Figure 1: An example architecture that includes domain controllers and QuickBooks hosted on EC2 and Amazon WorkSpaces for user virtual desktops

Figure 1: An example architecture that includes domain controllers and QuickBooks hosted on EC2 and Amazon WorkSpaces for user virtual desktops

Configure DNS Firewall

DNS Firewall domain lists currently include two managed lists to block malware and botnet command-and-control networks, and you can also bring your own list. Your list can include any domain names that you have found to be malicious and any domains that you don’t want your workloads connecting to.

To configure DNS Firewall domain lists (console)

  1. Open the Amazon VPC console.
  2. In the navigation pane, under DNS Firewall, choose Domain lists.
  3. Choose Add domain list to configure a customer-owned domain list.
  4. In the domain list builder dialog box, do the following.
    1. Under Domain list name, enter a name.
    2. In the second dialog box, enter the list of domains you want to allow or block.
    3. Choose Add domain list.

When you create a domain list, you can enter a list of domains you want to block or allow. You also have the option to upload your domains by using a bulk upload. You can use wildcards when you add domains for DNS Firewall. Figure 2 shows an example of a custom domain list that matches the root domain and any subdomain of box.com, dropbox.com, and sharefile.com, to prevent users from using these file sharing platforms.
 

Figure 2: Domains added to a customer-owned domain list

Figure 2: Domains added to a customer-owned domain list

To configure DNS Firewall rule groups (console)

  1. Open the Amazon VPC console.
  2. In the navigation pane, under DNS Firewall, choose Rule group.
  3. Choose Create rule group to apply actions to domain lists.
  4. Enter a rule group name and optional description.
  5. Choose Add rule to add a managed or customer-owned domain list, and do the following.
    1. Enter a rule name and optional description.
    2. Choose Add my own domain list or Add AWS managed domain list.
    3. Select the desired domain list.
    4. Choose an action, and then choose Next.
  6. (Optional) Change the rule priority.
  7. (Optional) Add tags.
  8. Choose Create rule group.

When you create your rule group, you attach rules and set an action and priority for the rule. You can set rule actions to Allow, Block, or Alert. When you set the action to Block, you can return the following responses:

  • NODATA – Returns no response.
  • NXDOMAIN – Returns an unknown domain response.
  • OVERRIDE – Returns a custom CNAME response.

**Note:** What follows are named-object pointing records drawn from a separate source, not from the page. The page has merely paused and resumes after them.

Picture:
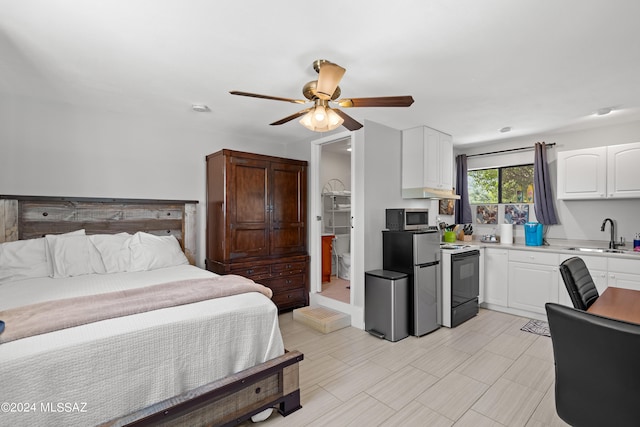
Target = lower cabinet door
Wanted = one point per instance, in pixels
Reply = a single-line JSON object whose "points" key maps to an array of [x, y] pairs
{"points": [[531, 286]]}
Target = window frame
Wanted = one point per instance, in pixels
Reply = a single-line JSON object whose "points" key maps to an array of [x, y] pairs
{"points": [[500, 172]]}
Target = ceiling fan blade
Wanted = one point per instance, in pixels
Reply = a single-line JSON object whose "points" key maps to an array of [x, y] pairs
{"points": [[275, 98], [291, 117], [349, 122], [381, 101], [329, 77]]}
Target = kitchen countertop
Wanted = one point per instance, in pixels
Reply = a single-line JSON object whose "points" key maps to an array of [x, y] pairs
{"points": [[559, 246]]}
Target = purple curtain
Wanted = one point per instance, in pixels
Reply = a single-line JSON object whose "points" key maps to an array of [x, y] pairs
{"points": [[542, 196], [462, 206]]}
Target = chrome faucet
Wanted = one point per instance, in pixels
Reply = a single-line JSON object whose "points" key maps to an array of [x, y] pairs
{"points": [[612, 242]]}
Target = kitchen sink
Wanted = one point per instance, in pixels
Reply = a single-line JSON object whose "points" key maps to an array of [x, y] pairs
{"points": [[601, 250]]}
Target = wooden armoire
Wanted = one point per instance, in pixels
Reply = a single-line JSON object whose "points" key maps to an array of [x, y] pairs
{"points": [[256, 222]]}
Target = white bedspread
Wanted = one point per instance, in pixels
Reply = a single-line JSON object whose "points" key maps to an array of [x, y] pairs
{"points": [[93, 373]]}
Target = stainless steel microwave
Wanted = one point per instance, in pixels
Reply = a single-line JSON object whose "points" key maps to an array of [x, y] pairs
{"points": [[402, 219]]}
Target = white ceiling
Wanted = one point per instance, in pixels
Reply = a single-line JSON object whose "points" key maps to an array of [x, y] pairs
{"points": [[472, 66]]}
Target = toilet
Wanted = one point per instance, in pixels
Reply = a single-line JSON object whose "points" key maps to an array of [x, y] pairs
{"points": [[343, 257], [344, 269]]}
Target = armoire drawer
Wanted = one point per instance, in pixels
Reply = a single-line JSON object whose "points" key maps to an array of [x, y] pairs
{"points": [[287, 267], [289, 299], [295, 281], [252, 272]]}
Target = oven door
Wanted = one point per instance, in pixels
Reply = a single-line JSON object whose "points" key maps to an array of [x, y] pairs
{"points": [[465, 277]]}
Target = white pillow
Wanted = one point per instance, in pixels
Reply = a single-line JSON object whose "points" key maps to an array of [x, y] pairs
{"points": [[149, 252], [114, 250], [73, 254], [23, 259]]}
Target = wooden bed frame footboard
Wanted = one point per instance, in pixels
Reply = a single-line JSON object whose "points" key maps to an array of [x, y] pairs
{"points": [[229, 401]]}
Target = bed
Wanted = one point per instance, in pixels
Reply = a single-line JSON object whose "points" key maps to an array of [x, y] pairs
{"points": [[212, 362]]}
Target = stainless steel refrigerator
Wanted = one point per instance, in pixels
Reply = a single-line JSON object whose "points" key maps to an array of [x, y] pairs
{"points": [[417, 253]]}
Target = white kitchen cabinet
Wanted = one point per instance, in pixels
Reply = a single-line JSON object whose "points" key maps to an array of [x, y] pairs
{"points": [[496, 276], [597, 267], [533, 280], [582, 174], [427, 160], [622, 171], [624, 273], [599, 173]]}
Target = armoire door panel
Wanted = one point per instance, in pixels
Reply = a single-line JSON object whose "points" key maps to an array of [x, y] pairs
{"points": [[287, 240], [249, 243], [250, 188]]}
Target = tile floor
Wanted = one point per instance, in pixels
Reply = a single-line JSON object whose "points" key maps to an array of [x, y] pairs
{"points": [[485, 372]]}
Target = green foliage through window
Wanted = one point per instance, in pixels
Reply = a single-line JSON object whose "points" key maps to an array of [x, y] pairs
{"points": [[511, 184]]}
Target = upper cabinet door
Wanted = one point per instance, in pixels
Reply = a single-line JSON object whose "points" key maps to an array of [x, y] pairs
{"points": [[622, 171], [413, 158], [427, 159], [582, 174], [248, 207], [288, 193]]}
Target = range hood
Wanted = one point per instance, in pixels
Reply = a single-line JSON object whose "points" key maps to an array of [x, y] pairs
{"points": [[428, 193]]}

Figure 3 shows rules attached to the DNS firewall.
 

Figure 3: DNS Firewall rules

Figure 3: DNS Firewall rules

To associate your rule group to a VPC (console)

  1. Open the Amazon VPC console.
  2. In the navigation pane, under DNS Firewall, choose Rule group.
  3. Select the desired rule group.
  4. Choose Associated VPCs, and then choose Associate VPC.
  5. Select one or more VPCs, and then choose Associate.

The rule group will filter your DNS requests to Route 53 Resolver. Set your DNS servers forwarders to use your Route 53 Resolver.

To configure logging for your firewall’s activity, navigate to the Route 53 console and select your VPC under the Resolver section. You can configure multiple logging options, if required. You can choose to log to Amazon CloudWatch, Amazon Simple Storage Service (Amazon S3), or Amazon Kinesis Data Firehose. Select the VPC that you want to log queries for and add any tags that you require.

Configure Network Firewall

In this section, you’ll learn how to create Network Firewall rule groups, a firewall policy, and a network firewall.

Configure rule groups

Stateless rule groups are straightforward evaluations of a source and destination IP address, protocol, and port. It’s important to note that stateless rules don’t perform any deep inspection of network traffic.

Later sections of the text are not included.